Stress at an Early Age
Sunday, April 1, 2001
by: Linda Flanders

Section: Babies & Children

We have created and now live in a fast paced technological world. Our children are taught about computers as early as elementary school, and the speed of computers doubles every 18 months.

More and more children are being diagnosed with Attention Deficit Hyperactivity Disorder and other learning difficulties. They have short attention spans and are easily distracted. Often they run into behavioral difficulties and are on medication or have tried different types of behavioral modification.

But neither of these address the “physical feeling” of anxiety. Neither can alter the “hunched over” body posture of anger, depression or fear. Nor can they address children who have no sense of their bodies, but are, instead, “warp speed” mind and action, with no functional purpose. The Feldenkrais Method® can address these issues.

Terry is a nine-year-old boy. He has three psychiatric diagnoses and is on several medications. He aimlessly goes from activity to activity, cannot read or write, cannot go with his family to indoor events and has been violent to his siblings and teachers. His own anxiety level is very high; he is afraid of most things and has trouble sleeping.
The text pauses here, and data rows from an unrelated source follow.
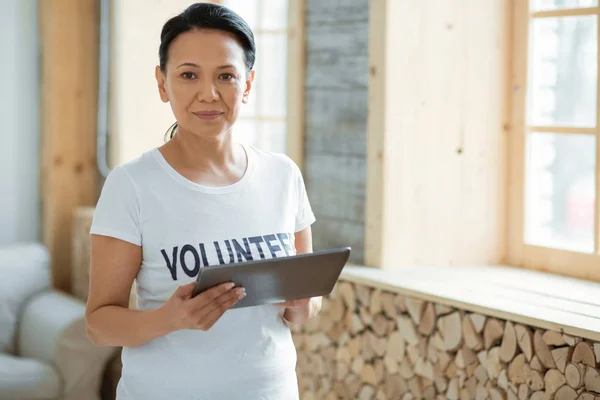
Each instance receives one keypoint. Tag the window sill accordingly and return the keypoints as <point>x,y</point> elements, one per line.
<point>533,298</point>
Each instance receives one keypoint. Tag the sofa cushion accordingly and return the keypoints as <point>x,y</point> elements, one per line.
<point>24,271</point>
<point>27,379</point>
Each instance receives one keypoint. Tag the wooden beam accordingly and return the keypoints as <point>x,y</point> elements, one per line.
<point>516,134</point>
<point>563,130</point>
<point>295,82</point>
<point>375,224</point>
<point>69,39</point>
<point>437,133</point>
<point>567,12</point>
He was originally reluctant to be touched at all, but finally agreed it was OK “for his feet.” Since Feldenkrais®; lessons work through the muscular/skeletal system, this did not create a problem. Through his feet, it was possible to connect with his entire skeleton and make changes in his habitual muscular patterns of anxiety. Since lessons began, he is relaxed enough to sleep through the night and often falls asleep during a lesson. Now that much of his anxiety has lessened, he has been able to focus enough on his schoolwork that his learning disabilities have now been recognized . Brian is a 16 year old. He has been on probation since he was 10 and currently will not get off until he is 18. He is usually agitated and has an instantaneous anger response. He becomes violent quickly. His habitual muscular patterns include hunched up shoulders and clenched fists. He was willing to lie on a table for lessons, but he agreed only to having his hands touched.

Again, by working through the hands, the Feldenkrais Method allows for a connection with the entire skeleton. Moving his body, through his hand, allowed ease in his breathing, his shoulders to lower and his hands to unclench. When he stood up, his posture was noticeably different and he felt the change in his anxiety level. The first time he did not like the feeling. He felt vulnerable. But by the second lesson, Brian easily noticed differences and liked the new way he felt. His anxiety level decreased and his behavior at school and home has changed dramatically for the better. His behavior outbursts are less often, not as severe and he recovers from them faster.

Dr. Moshe Feldenkrais said, “Movement is life.” Awareness of how we move and flexibility in the ways we move creates the foundation for a less stress-filled life. Awareness Through Movement® lessons are one of the fastest ways to build this foundation.